Logo no primeiro contato, o senador Aloizio Mercadante foi descrito como “radical”, enquanto José Dirceu, que viria a ser ministro da Casa Civil, seria mais “discreto”. Já o ex-ministro da Economia, Antonio Palocci seria “uma voz para acalmar os mercados”.

Os telegramas também mostram que, se os embaixadores viam o Itamaraty como adversário, Lula reclamava do Departamento de Estado como um obstáculo para uma boa relação com o presidente Bush.

Primeiro contato

Na primeira reunião com oficiais americanos, no dia 21 e novembro de 2002, Lula, “animado, elegante e descansado”, teria dito logo de cara que queria ter uma boa relação com Bush: “Acho que dois políticos como nós vamos nos entender quando nos encontrarmos frente a frente”. Dois anos depois, ele voltaria a elogiar o presidente Bush, agradecendo “calorosamente” por sempre ter sido tratado com respeito e gentileza pelo americano.

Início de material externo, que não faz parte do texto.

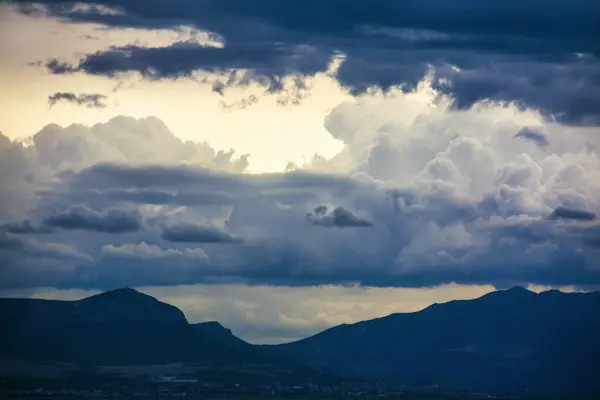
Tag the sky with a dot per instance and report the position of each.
(284, 167)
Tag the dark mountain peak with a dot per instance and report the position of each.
(212, 325)
(127, 305)
(212, 328)
(518, 289)
(514, 293)
(122, 294)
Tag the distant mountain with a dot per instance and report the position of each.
(511, 340)
(127, 328)
(121, 327)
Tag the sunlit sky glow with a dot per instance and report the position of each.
(382, 158)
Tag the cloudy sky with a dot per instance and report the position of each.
(283, 167)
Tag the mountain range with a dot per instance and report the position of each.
(511, 341)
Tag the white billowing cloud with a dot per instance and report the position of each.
(426, 194)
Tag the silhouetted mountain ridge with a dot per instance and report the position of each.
(505, 339)
(511, 341)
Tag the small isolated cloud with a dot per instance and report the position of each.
(112, 220)
(567, 213)
(195, 233)
(534, 136)
(146, 252)
(94, 100)
(25, 227)
(340, 217)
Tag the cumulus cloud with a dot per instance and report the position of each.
(26, 166)
(447, 194)
(194, 233)
(95, 100)
(111, 220)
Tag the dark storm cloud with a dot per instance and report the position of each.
(83, 99)
(577, 215)
(539, 54)
(25, 227)
(111, 220)
(340, 217)
(531, 134)
(194, 233)
(410, 242)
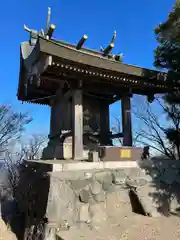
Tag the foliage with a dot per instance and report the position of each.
(167, 57)
(11, 124)
(152, 131)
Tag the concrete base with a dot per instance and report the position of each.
(63, 165)
(71, 193)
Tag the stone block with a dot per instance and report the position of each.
(119, 177)
(61, 202)
(97, 212)
(138, 182)
(79, 183)
(85, 195)
(113, 204)
(84, 215)
(147, 196)
(100, 197)
(96, 187)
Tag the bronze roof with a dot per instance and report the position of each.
(45, 65)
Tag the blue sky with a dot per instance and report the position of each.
(133, 20)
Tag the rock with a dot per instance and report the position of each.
(114, 204)
(146, 196)
(79, 184)
(96, 187)
(84, 215)
(119, 177)
(85, 195)
(61, 202)
(98, 213)
(100, 197)
(103, 176)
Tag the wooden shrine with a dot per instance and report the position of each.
(79, 84)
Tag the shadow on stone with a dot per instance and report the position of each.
(165, 178)
(136, 204)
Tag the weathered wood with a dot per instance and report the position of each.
(126, 120)
(104, 123)
(77, 125)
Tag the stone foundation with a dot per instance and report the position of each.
(66, 195)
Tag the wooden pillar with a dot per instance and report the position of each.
(126, 120)
(104, 123)
(77, 125)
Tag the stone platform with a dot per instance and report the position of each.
(68, 194)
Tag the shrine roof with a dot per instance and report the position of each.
(48, 62)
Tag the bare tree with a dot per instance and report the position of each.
(117, 128)
(13, 160)
(152, 127)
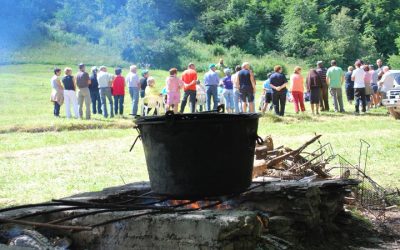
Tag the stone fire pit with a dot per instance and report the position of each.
(274, 214)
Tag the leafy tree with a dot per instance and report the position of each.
(301, 33)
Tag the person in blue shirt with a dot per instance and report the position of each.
(227, 83)
(267, 94)
(278, 84)
(211, 81)
(94, 92)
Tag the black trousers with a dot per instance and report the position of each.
(324, 98)
(192, 98)
(279, 101)
(359, 94)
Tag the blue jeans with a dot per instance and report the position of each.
(106, 93)
(96, 102)
(134, 92)
(212, 91)
(119, 104)
(236, 100)
(279, 101)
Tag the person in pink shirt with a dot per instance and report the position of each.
(174, 86)
(368, 87)
(297, 89)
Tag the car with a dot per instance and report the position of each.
(392, 100)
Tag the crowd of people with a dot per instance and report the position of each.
(364, 85)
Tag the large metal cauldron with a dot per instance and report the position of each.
(199, 155)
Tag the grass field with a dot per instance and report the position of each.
(42, 157)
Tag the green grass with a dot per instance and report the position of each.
(42, 157)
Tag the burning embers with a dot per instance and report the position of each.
(199, 205)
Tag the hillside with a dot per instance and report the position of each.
(164, 34)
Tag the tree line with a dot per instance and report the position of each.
(157, 32)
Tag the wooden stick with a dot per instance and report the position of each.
(296, 152)
(45, 225)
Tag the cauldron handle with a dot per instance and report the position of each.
(137, 138)
(259, 140)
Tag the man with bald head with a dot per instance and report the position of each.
(133, 82)
(386, 83)
(189, 77)
(105, 80)
(324, 99)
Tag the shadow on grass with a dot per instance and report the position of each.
(72, 125)
(290, 118)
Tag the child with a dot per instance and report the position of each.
(152, 98)
(69, 93)
(57, 96)
(118, 91)
(174, 86)
(200, 96)
(267, 94)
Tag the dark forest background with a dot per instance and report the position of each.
(166, 33)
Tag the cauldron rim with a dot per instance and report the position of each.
(195, 117)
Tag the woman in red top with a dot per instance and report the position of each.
(297, 90)
(118, 90)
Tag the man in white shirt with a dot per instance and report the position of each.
(386, 83)
(134, 87)
(105, 80)
(359, 87)
(236, 92)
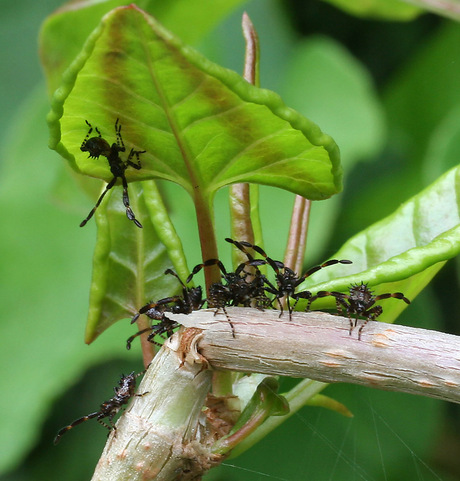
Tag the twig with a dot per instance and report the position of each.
(317, 345)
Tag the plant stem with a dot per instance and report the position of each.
(297, 239)
(318, 346)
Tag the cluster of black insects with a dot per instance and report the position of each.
(250, 288)
(246, 286)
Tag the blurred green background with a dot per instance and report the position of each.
(386, 90)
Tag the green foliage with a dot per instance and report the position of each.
(43, 348)
(382, 9)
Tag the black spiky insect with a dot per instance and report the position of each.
(359, 303)
(108, 409)
(286, 279)
(190, 300)
(97, 146)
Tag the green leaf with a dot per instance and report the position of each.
(46, 259)
(382, 9)
(64, 32)
(327, 402)
(129, 263)
(401, 252)
(264, 403)
(202, 126)
(324, 80)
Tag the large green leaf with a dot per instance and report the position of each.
(129, 263)
(202, 126)
(324, 80)
(401, 252)
(64, 32)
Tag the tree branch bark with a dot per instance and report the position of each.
(318, 346)
(166, 435)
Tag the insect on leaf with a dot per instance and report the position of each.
(202, 126)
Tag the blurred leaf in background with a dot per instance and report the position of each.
(362, 73)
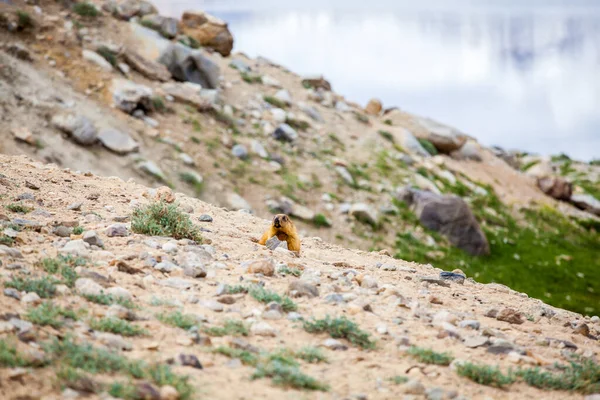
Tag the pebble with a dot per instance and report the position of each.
(263, 329)
(119, 230)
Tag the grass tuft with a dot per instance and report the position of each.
(429, 356)
(163, 219)
(118, 326)
(340, 328)
(178, 319)
(49, 314)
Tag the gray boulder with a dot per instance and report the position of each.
(450, 216)
(188, 65)
(117, 141)
(80, 128)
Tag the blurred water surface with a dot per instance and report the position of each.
(520, 74)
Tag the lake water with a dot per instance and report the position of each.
(519, 74)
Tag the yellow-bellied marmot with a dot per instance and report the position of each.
(285, 230)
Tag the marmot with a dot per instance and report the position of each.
(285, 230)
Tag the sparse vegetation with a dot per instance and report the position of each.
(116, 325)
(45, 287)
(429, 356)
(50, 314)
(108, 55)
(428, 146)
(109, 299)
(230, 328)
(340, 328)
(266, 296)
(86, 9)
(18, 208)
(178, 319)
(485, 374)
(274, 101)
(163, 219)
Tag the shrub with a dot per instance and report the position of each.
(163, 219)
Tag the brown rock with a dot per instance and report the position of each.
(556, 187)
(208, 30)
(511, 316)
(374, 107)
(265, 267)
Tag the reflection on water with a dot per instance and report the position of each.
(524, 77)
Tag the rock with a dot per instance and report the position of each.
(130, 97)
(444, 138)
(208, 30)
(364, 213)
(97, 59)
(511, 316)
(285, 133)
(333, 344)
(284, 96)
(450, 216)
(476, 341)
(471, 150)
(374, 107)
(236, 202)
(76, 247)
(87, 287)
(92, 238)
(556, 187)
(316, 82)
(299, 288)
(80, 128)
(205, 218)
(117, 141)
(265, 267)
(259, 149)
(263, 329)
(150, 69)
(188, 93)
(188, 65)
(115, 230)
(586, 202)
(240, 151)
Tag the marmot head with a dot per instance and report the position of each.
(281, 221)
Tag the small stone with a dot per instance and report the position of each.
(14, 293)
(87, 287)
(333, 344)
(263, 329)
(476, 341)
(265, 267)
(511, 316)
(299, 288)
(92, 238)
(119, 230)
(168, 393)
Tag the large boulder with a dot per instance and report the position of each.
(208, 30)
(586, 202)
(150, 69)
(129, 96)
(450, 216)
(444, 138)
(189, 65)
(556, 187)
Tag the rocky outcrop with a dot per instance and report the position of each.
(188, 65)
(556, 187)
(150, 69)
(450, 216)
(208, 30)
(445, 139)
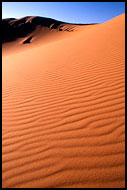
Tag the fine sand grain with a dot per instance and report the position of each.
(63, 109)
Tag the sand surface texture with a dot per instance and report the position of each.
(63, 109)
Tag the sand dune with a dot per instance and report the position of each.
(63, 109)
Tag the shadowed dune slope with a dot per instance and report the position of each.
(63, 112)
(35, 30)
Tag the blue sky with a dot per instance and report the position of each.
(73, 12)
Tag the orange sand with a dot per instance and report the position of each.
(63, 111)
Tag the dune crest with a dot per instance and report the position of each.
(63, 110)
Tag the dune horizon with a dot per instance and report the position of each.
(63, 103)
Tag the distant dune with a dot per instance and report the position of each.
(63, 104)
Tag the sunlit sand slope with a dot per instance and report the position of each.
(63, 111)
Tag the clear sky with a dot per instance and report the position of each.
(73, 12)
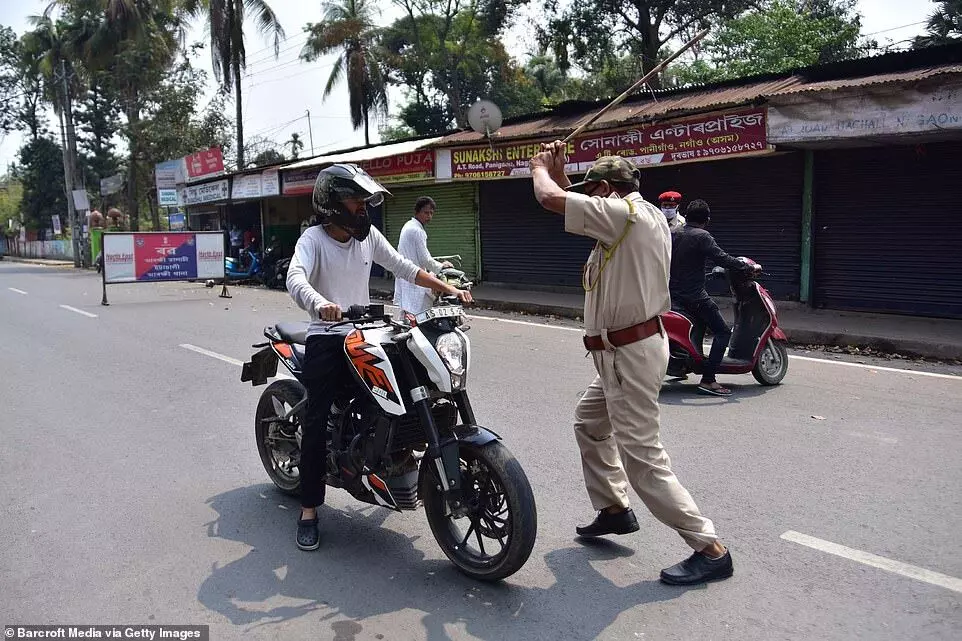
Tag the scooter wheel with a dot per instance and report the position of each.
(772, 365)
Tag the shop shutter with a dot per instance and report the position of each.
(454, 229)
(756, 206)
(523, 243)
(887, 229)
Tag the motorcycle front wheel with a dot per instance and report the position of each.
(279, 439)
(496, 535)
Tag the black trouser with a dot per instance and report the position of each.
(325, 370)
(706, 310)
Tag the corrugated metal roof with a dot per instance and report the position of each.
(367, 153)
(662, 105)
(915, 75)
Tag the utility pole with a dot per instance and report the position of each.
(68, 169)
(310, 131)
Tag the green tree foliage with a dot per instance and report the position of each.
(777, 36)
(349, 30)
(225, 23)
(944, 26)
(98, 119)
(606, 37)
(296, 144)
(11, 193)
(448, 54)
(40, 171)
(9, 79)
(268, 157)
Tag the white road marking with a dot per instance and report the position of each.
(954, 377)
(281, 372)
(78, 311)
(880, 562)
(207, 352)
(514, 322)
(876, 367)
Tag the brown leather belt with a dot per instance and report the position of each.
(624, 336)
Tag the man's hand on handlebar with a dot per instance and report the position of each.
(462, 294)
(329, 312)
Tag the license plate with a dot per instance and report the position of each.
(447, 311)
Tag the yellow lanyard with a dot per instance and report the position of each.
(606, 254)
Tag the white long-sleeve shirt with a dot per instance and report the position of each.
(413, 245)
(324, 270)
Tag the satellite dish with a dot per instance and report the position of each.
(484, 117)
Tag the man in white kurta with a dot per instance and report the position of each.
(413, 245)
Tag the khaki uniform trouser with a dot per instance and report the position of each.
(617, 429)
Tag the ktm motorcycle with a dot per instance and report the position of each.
(402, 433)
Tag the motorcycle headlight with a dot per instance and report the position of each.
(451, 349)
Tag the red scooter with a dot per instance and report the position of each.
(757, 344)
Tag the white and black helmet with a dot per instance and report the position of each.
(336, 183)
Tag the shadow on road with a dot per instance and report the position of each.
(364, 569)
(686, 393)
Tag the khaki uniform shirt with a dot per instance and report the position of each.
(633, 286)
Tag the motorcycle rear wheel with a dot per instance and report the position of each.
(772, 365)
(279, 440)
(501, 510)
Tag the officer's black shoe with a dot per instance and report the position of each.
(699, 568)
(308, 538)
(608, 523)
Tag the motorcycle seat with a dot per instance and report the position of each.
(293, 332)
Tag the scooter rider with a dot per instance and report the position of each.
(692, 245)
(669, 202)
(330, 271)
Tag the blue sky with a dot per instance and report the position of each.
(278, 92)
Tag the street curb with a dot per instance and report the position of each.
(886, 345)
(46, 262)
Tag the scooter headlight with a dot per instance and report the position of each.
(452, 351)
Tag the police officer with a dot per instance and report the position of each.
(669, 202)
(617, 419)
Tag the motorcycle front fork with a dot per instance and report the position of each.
(443, 455)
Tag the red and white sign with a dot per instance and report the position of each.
(162, 256)
(299, 181)
(702, 138)
(204, 164)
(416, 165)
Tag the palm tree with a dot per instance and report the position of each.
(225, 23)
(547, 75)
(53, 47)
(295, 143)
(944, 26)
(349, 30)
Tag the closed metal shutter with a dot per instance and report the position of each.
(454, 229)
(524, 244)
(756, 211)
(887, 229)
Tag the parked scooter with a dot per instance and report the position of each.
(757, 345)
(274, 267)
(247, 267)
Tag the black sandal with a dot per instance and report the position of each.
(308, 538)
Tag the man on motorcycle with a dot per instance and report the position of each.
(330, 271)
(692, 245)
(413, 245)
(617, 421)
(669, 202)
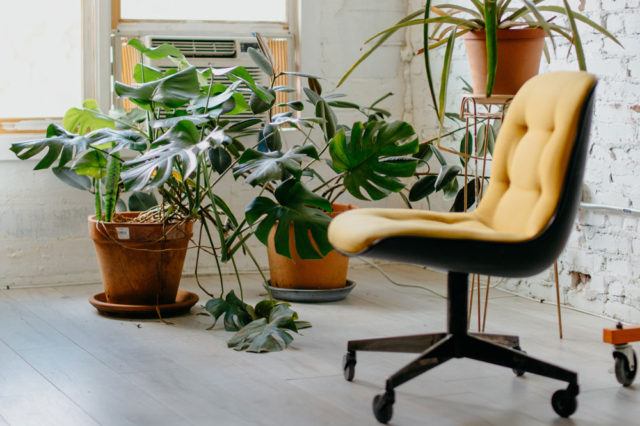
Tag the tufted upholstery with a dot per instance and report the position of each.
(527, 177)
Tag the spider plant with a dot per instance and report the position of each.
(444, 23)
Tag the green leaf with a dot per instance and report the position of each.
(86, 119)
(266, 167)
(446, 175)
(268, 334)
(258, 105)
(72, 179)
(491, 39)
(424, 187)
(446, 71)
(458, 204)
(236, 312)
(261, 61)
(142, 201)
(92, 164)
(159, 52)
(181, 142)
(577, 42)
(172, 91)
(466, 147)
(296, 209)
(220, 159)
(373, 156)
(329, 124)
(144, 74)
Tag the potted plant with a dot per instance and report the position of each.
(365, 159)
(504, 41)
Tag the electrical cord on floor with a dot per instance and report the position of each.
(405, 285)
(396, 283)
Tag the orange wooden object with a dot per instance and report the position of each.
(620, 336)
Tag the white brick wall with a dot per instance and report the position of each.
(604, 246)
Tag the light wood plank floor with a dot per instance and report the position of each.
(63, 364)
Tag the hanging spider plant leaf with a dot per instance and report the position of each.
(373, 156)
(577, 42)
(491, 37)
(424, 187)
(385, 36)
(466, 148)
(444, 81)
(427, 55)
(298, 209)
(582, 18)
(272, 166)
(330, 122)
(235, 312)
(172, 91)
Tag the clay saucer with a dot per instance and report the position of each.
(184, 301)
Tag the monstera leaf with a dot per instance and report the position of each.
(296, 208)
(181, 142)
(172, 91)
(83, 120)
(373, 156)
(269, 333)
(236, 313)
(265, 167)
(59, 144)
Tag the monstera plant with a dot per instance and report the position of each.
(298, 192)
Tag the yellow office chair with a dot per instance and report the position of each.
(518, 229)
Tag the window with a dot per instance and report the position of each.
(205, 10)
(41, 62)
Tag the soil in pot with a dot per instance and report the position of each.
(519, 55)
(141, 263)
(329, 272)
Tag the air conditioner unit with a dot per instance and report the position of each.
(218, 52)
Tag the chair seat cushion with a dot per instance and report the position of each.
(355, 231)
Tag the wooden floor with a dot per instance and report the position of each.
(63, 364)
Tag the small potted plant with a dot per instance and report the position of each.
(505, 40)
(366, 159)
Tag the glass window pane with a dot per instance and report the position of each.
(205, 10)
(41, 58)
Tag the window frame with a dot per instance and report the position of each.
(101, 29)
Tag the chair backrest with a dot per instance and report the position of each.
(533, 151)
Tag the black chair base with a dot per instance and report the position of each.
(438, 348)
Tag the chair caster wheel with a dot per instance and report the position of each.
(564, 402)
(518, 371)
(383, 406)
(349, 366)
(624, 373)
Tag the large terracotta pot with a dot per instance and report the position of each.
(329, 272)
(141, 263)
(519, 55)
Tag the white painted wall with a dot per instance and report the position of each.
(43, 228)
(604, 246)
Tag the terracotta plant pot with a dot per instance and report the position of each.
(329, 272)
(141, 263)
(519, 55)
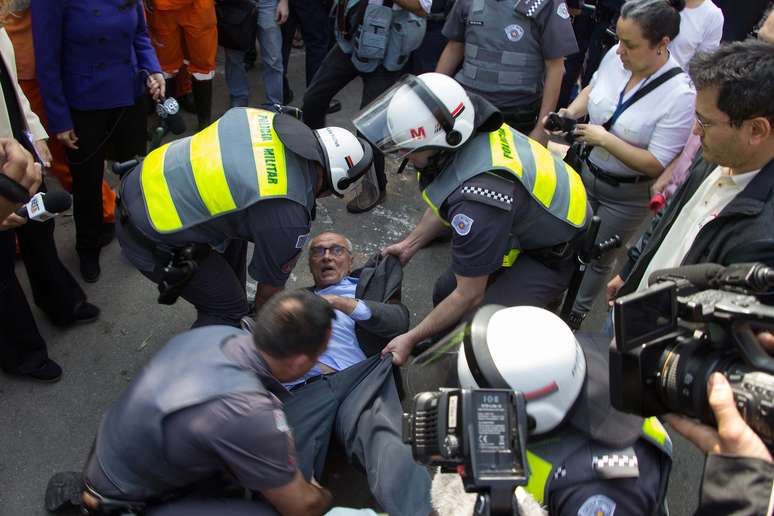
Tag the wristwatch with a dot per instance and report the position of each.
(12, 190)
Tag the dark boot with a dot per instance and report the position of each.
(202, 91)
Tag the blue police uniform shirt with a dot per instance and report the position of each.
(343, 347)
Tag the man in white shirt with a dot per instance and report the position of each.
(724, 211)
(701, 27)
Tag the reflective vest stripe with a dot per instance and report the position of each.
(269, 155)
(539, 471)
(207, 168)
(161, 209)
(576, 209)
(503, 150)
(655, 432)
(545, 173)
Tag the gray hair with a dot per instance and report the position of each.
(658, 19)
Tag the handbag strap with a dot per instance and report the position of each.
(641, 93)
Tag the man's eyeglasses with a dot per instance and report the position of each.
(318, 251)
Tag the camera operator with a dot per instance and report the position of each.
(738, 462)
(584, 456)
(723, 212)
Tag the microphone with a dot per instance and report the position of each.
(169, 112)
(749, 276)
(45, 206)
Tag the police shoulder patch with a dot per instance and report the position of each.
(597, 505)
(562, 11)
(462, 224)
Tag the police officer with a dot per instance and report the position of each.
(188, 210)
(514, 208)
(206, 406)
(374, 39)
(512, 53)
(585, 458)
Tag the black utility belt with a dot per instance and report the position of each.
(615, 180)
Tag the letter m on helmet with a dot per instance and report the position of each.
(418, 133)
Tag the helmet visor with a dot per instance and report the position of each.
(391, 123)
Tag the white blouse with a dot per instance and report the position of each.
(660, 122)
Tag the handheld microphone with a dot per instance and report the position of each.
(45, 206)
(749, 276)
(169, 111)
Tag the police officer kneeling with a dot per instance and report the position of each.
(189, 209)
(205, 408)
(585, 457)
(516, 210)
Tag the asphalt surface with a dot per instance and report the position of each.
(48, 428)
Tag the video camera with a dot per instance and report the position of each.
(480, 434)
(565, 125)
(691, 322)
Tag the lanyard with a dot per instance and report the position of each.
(622, 106)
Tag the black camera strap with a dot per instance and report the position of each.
(623, 106)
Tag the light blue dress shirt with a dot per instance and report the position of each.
(343, 348)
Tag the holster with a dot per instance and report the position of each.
(179, 271)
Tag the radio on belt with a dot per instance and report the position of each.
(481, 434)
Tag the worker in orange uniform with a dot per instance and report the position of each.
(19, 28)
(186, 30)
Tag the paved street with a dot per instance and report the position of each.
(49, 428)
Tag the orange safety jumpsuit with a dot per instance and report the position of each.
(19, 28)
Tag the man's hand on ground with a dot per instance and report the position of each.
(341, 303)
(400, 347)
(732, 437)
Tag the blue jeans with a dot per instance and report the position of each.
(270, 41)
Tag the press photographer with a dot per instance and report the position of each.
(583, 456)
(691, 344)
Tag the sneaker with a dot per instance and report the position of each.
(90, 269)
(64, 491)
(368, 197)
(47, 372)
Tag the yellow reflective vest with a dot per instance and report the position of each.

Mas o telegrama sobre a primeira impressão americana, de novembro de 2002  relata tambem uma gafe presidencial, talvez a primeira. O presidente teria afirmado querer mudar a percepção que os oficiais brasileiros são “um bando de ladrões irresponsáveis” e de que “o Brasil é outra Colômbia”.

A frase teria sido proferida na reunião entre o que viria a ser o núcleo duro do governo com o subsecretário de estado americano Otto Reich – um encontro descrito como “caloroso e produtivo”.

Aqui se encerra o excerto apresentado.